Initially, the four disability groups at the time were supposed to compete together in the USA, as the IOC had announced in 1977 that the 1984 Olympic Games would be held in Los Angeles. But the independent sports organisations for athletes with an impairment had no formal relations with the Olympic Organising Committee.
Therefore, in 1980, the American National Wheelchair Athletic Association, an affiliated organisation to the International Stoke Mandeville Games Federation, announced it would hold its own Games for wheelchair athletes in a separate location.
As a result, the other three impairment groups combined their efforts and chose New York as their Games venue.
Between the two locations of the Games, athletes participated in 18 different sports.
Amputee athletes, cerebral palsy athletes and visually impaired athletes competed in New York, while those with spinal cord impairments compete in Stoke Mandeville.
Archery Para athletics Boccia Cycling Football 7-a-side Goalball Lawn Bowls Para powerlifting Shooting Para sport Snooker Para swimming Table tennis Sitting volleyball Weightlifting Wheelchair basketball Wheelchair fencing Wrestling
U.S. President Ronald Reagan officially opened the Games in New York on 17 June in Mitchell Park.

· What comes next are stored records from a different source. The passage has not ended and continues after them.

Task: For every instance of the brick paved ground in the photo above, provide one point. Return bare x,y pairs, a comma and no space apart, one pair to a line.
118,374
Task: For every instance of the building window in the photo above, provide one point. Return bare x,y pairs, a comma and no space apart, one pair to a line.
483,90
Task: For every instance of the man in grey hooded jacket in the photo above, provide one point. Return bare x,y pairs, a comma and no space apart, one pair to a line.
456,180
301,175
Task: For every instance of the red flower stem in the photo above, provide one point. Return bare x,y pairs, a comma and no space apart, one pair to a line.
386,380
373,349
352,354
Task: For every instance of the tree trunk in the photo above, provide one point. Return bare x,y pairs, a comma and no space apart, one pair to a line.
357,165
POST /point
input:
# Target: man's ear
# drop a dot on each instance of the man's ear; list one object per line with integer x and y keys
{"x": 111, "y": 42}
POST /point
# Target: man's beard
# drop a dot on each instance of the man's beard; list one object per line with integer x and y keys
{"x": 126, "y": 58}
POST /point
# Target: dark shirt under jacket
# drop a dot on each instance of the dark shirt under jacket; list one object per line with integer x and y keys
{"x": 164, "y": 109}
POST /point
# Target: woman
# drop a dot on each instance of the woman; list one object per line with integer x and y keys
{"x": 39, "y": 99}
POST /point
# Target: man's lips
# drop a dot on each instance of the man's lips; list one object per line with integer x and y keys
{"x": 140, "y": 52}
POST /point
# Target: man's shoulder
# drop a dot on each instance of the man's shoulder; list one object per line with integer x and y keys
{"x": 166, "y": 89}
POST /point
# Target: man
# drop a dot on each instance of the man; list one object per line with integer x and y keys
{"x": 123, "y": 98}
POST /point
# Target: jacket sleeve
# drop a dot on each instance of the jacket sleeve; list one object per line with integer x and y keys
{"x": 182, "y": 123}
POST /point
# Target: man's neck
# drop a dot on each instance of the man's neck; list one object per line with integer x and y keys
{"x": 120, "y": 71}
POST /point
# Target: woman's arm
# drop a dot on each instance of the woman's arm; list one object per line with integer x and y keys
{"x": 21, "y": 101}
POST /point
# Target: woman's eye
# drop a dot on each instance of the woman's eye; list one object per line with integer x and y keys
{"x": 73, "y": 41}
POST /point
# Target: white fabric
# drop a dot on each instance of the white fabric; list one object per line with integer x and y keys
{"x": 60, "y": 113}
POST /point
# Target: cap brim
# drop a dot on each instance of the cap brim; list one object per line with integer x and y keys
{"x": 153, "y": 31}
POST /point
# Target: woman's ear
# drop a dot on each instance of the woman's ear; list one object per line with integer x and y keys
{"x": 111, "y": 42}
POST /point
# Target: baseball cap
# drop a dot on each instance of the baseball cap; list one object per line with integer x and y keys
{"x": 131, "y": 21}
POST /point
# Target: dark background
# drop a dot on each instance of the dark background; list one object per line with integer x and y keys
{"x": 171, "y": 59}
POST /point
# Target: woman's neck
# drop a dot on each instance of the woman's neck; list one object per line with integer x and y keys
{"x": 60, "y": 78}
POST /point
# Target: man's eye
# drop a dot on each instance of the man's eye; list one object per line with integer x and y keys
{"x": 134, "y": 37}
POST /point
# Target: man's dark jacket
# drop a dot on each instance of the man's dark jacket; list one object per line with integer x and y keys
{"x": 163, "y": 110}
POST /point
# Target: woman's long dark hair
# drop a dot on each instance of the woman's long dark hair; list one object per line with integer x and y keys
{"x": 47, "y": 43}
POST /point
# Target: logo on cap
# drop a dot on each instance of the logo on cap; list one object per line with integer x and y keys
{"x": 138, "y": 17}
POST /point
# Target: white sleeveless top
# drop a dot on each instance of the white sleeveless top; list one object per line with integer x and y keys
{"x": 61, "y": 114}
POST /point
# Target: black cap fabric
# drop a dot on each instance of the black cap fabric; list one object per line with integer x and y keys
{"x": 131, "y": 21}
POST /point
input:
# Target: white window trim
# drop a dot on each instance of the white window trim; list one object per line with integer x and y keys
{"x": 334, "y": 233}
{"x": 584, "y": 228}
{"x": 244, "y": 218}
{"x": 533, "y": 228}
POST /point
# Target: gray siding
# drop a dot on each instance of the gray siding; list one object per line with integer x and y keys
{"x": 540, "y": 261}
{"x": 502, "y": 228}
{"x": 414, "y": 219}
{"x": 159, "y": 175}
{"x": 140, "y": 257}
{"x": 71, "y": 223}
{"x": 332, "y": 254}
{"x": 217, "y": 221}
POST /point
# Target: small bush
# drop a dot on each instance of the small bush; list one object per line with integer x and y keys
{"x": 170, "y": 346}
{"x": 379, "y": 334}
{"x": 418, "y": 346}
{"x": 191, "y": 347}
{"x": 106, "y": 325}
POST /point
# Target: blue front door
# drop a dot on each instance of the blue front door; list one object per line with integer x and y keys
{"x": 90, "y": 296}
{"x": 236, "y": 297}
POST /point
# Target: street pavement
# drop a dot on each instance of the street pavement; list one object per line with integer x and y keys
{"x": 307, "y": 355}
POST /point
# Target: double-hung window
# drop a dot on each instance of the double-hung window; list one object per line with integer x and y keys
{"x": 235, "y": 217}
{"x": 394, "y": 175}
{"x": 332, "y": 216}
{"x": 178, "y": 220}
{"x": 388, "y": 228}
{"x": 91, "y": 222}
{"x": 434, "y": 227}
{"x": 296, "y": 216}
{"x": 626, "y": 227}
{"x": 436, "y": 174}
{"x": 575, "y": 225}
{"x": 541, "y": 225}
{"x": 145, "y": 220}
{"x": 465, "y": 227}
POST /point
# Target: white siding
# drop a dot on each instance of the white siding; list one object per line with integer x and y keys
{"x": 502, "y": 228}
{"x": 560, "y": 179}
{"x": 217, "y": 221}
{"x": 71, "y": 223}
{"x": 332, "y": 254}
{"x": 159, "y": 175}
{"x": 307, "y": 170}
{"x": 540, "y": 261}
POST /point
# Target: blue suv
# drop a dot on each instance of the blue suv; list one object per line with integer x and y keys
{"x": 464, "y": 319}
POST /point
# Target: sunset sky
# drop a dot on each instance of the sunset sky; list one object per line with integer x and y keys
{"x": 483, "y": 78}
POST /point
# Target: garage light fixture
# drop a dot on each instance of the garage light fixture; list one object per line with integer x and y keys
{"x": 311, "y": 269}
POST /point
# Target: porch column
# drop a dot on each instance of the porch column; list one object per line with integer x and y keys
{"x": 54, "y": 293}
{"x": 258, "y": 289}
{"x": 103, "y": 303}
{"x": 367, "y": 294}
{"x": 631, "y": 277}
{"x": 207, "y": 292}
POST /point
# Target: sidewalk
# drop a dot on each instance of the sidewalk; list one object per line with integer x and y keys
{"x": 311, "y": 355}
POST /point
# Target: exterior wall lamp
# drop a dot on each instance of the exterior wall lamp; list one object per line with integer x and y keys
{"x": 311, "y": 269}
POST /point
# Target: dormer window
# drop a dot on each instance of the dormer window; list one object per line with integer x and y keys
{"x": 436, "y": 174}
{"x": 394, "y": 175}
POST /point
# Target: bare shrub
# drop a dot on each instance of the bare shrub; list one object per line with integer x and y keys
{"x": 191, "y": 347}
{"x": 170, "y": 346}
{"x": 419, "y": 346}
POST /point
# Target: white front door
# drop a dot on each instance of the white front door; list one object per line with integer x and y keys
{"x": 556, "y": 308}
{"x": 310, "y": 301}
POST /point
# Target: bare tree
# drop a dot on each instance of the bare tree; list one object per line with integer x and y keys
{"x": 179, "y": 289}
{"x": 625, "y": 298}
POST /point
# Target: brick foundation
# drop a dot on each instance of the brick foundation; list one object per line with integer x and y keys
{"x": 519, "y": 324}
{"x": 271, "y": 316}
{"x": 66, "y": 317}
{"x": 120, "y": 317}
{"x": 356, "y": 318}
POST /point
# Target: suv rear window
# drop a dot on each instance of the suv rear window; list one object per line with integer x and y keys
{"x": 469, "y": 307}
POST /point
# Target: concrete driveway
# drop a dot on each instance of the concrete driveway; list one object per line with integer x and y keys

In Stoke Mandeville, HRH Prince Charles opened the Games on 22 July, as a crowd of 3,000 cheered on the teams during the parade.
After a great number of medals were awarded between the two locations, the USA came out on top with 136 gold, 131 silver and 129 Bronze. Great Britain finished a close second, to ensure a one-two finish for the two host nations.
Switzerland dominated the men’s athletics events, as Frank Nietlespach took four golds and one silver in the wheelchair racing events. Heinz Frei raced to gold in the 1,500m, 5,000m and the marathon, while Reiner Kuschall won two gold medals as well.
Canadian Rick Hansen, who later wheeled around the world on his man-in-motion tour, won gold medals in the 1,500m and the marathon.
Ingrid Lauridson of Denmark topped the women’s competition on the track with six gold medals.
American Marcia Bevard reaped six gold medals in swimming.
ATTENDANCE AND COVERAGE
Media coverage of the Games in New York was more extensive than it had been in the past, with all of the major U.S. television networks and newspapers present. International media outlets appeared as well, including BBC TV, Dutch TV, West German TV and Swedish radio and TV.